You might have figured all this out to your satisfaction but I just felt the urge to stick my oar in and see if it's of any use to you.
It seems to me that there are a lot of ways of looking at maths. One is about ways of helping us do practical human things like trading eggs for bread or building houses that don't fall down. Another is about the joy of puzzles for people who enjoy puzzles!
You've probably already got a pretty strong intuitive idea of a lot of maths like driving cars in 2 or more lanes on a big road, parking between two other cars next to a pavement, getting four choc chip cookies for a pound.
If you draw a big square and get two toy cars put them on two of the lines and run them along. If they are running along the lines staying the same distance apart they are going parallel like cars in lanes on a road.

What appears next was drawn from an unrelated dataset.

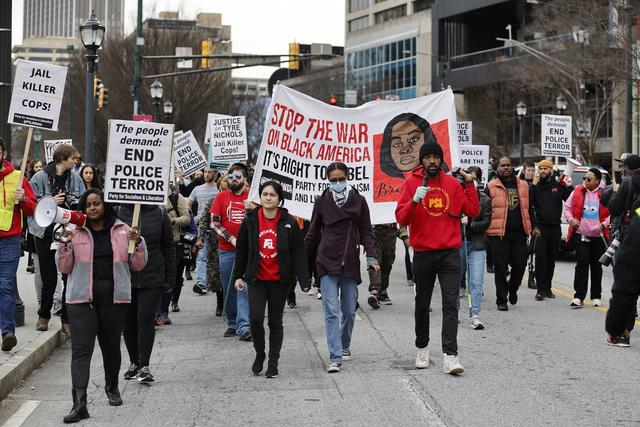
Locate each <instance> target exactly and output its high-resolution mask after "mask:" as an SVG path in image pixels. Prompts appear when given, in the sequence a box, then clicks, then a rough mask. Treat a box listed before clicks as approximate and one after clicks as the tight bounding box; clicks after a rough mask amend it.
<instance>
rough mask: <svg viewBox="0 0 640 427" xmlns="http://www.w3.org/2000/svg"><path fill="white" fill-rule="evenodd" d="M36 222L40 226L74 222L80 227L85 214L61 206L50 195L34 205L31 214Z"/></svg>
mask: <svg viewBox="0 0 640 427" xmlns="http://www.w3.org/2000/svg"><path fill="white" fill-rule="evenodd" d="M33 216H34V218H35V220H36V224H38V225H39V226H40V227H48V226H50V225H51V224H53V223H54V222H55V223H58V224H74V225H76V226H78V227H82V226H83V225H84V223H85V222H86V221H87V216H86V215H85V214H83V213H82V212H78V211H70V210H68V209H64V208H61V207H60V206H58V205H57V204H56V200H55V199H54V198H53V197H51V196H45V197H43V198H42V199H40V201H39V202H38V204H37V205H36V210H35V213H34V214H33Z"/></svg>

If you try this with the other shapes some of them have lines you can run the cars along like this, others the cars will crash if they keep going or get further apart - not parallel!
Same with the cookies. 4 cookies for a pound, 25p each. If you wanted 8 it would be 2 pounds, if you only wanted 2 it would be 50p.
If you had £1.50 you could get six.
This is all times tables and dividing are on about.
Adding up how much for 3 cookies you add up 25p three times. 25 times 3, 75p altogether.
You got the price per cookie by dividing a pound by 4. One pound divided by 4, 25p per cookie.
I reckon you already get the basic ideas but when you look at it on the homework it looks like a foreign language. You'll be fine if you can get a good translator.